I had basic introduction to computability theory via Turing machines with some, rather basic, results. My background is a mixture of an undergraduate level math and cs. Now, I am looking for something more advanced, but still rather introductory/intermediate and gently paced. For example, I don't feel the need to jump right into something like Soare's Recursively Enumerable Sets and Degrees.
I have narrowed down my search for an optimal textbook to the following two titles:
- Computability: An Introduction to Recursive Function Theory by N.J. Cutland
- Computability, Complexity, and Languages: Fundamentals of Theoretical Computer Science by Davis, Sigal and Weyuker - this book also contains additional content like Automata theory, which is a nice bonus
I am interested in any of the following:
- Comparison of those two books (omitting parts in Davis's book like Grammars and Automata which are not in Cutland's book) and which one is by your opinion better.

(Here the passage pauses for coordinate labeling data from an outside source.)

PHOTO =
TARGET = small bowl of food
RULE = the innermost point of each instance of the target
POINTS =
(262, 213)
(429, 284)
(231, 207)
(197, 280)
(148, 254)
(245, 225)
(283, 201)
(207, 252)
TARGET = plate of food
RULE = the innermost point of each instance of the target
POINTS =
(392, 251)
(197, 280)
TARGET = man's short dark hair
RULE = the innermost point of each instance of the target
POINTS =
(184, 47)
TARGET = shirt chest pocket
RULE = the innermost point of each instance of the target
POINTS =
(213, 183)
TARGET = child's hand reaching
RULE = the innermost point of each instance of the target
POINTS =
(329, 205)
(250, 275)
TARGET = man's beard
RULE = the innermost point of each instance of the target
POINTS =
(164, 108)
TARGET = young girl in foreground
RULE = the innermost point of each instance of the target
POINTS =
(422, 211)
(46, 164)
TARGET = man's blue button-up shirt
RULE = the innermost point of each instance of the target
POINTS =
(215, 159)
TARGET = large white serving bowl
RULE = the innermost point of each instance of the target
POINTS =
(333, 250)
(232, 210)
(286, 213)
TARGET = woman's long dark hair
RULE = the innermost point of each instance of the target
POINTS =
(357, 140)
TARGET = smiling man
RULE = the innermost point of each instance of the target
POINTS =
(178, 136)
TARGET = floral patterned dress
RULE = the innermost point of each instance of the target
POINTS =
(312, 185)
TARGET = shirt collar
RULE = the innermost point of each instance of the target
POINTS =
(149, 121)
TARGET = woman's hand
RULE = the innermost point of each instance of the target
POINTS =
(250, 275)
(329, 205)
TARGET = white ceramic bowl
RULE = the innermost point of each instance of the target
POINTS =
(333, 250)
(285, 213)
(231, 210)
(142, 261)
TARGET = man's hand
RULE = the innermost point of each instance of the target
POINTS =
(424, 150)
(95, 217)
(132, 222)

- Opinion/review on one of the two mentioned books.
- Reference for another good introductury/intermediate level computability theory book.
Thank you for reading and for any kind of an opinion.
Cutland is quite excellent, in a slightly old-school way.
Barry Cooper's Computability Theory is also really very good.
For more, see the freely downloadable Beginning Mathematical Logic: A Study Guide, particularly pp 167--168.